All of lore.kernel.org
 help / color / mirror / Atom feed
From: Eduardo Habkost <ehabkost@redhat.com>
To: Peter Maydell <peter.maydell@linaro.org>, qemu-devel@nongnu.org
Cc: Pankaj Gupta <pankaj.gupta.linux@gmail.com>,
	Eduardo Habkost <ehabkost@redhat.com>,
	"Michael S . Tsirkin" <mst@redhat.com>,
	David Hildenbrand <david@redhat.com>,
	"Dr . David Alan Gilbert" <dgilbert@redhat.com>,
	Peter Xu <peterx@redhat.com>, Auger Eric <eric.auger@redhat.com>,
	Alex Williamson <alex.williamson@redhat.com>,
	teawater <teawaterz@linux.alibaba.com>,
	Igor Mammedov <imammedo@redhat.com>,
	Paolo Bonzini <pbonzini@redhat.com>,
	Marek Kedzierski <mkedzier@redhat.com>,
	Wei Yang <richard.weiyang@linux.alibaba.com>
Subject: [PULL 11/15] vfio: Support for RamDiscardManager in the vIOMMU case
Date: Wed,  7 Jul 2021 15:32:37 -0400	[thread overview]
Message-ID: <20210707193241.2659335-12-ehabkost@redhat.com> (raw)
In-Reply-To: <20210707193241.2659335-1-ehabkost@redhat.com>

From: David Hildenbrand <david@redhat.com>

vIOMMU support works already with RamDiscardManager as long as guests only
map populated memory. Both, populated and discarded memory is mapped
into &address_space_memory, where vfio_get_xlat_addr() will find that
memory, to create the vfio mapping.

Sane guests will never map discarded memory (e.g., unplugged memory
blocks in virtio-mem) into an IOMMU - or keep it mapped into an IOMMU while
memory is getting discarded. However, there are two cases where a malicious
guests could trigger pinning of more memory than intended.

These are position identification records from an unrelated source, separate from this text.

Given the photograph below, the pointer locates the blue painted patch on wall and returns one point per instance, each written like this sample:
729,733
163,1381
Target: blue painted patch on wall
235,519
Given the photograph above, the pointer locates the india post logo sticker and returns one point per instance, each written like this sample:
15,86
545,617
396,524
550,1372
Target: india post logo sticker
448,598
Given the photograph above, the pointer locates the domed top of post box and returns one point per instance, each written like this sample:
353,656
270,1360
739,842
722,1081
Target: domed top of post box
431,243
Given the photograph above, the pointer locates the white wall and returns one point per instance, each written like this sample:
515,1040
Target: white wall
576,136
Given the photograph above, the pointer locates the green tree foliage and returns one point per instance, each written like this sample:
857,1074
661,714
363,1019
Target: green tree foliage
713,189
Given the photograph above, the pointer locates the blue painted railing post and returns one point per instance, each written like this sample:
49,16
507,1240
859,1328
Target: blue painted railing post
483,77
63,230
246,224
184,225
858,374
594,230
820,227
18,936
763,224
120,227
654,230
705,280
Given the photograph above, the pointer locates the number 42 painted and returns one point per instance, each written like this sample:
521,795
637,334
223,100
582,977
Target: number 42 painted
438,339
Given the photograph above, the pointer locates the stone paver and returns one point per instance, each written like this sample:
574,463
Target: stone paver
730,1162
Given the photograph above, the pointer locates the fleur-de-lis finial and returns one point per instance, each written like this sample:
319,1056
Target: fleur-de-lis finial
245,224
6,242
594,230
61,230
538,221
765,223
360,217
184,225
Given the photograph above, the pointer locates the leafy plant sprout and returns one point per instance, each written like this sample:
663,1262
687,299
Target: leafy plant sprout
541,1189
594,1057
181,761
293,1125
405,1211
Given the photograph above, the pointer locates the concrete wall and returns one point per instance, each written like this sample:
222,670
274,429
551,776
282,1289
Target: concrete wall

One case is easy to handle: the guest trying to map discarded memory
into an IOMMU.

The other case is harder to handle: the guest keeping memory mapped in
the IOMMU while it is getting discarded. We would have to walk over all
mappings when discarding memory and identify if any mapping would be a
violation. Let's keep it simple for now and print a warning, indicating
that setting RLIMIT_MEMLOCK can mitigate such attacks.

We have to take care of incoming migration: at the point the
IOMMUs get restored and start creating mappings in vfio, RamDiscardManager
implementations might not be back up and running yet: let's add runstate
priorities to enforce the order when restoring.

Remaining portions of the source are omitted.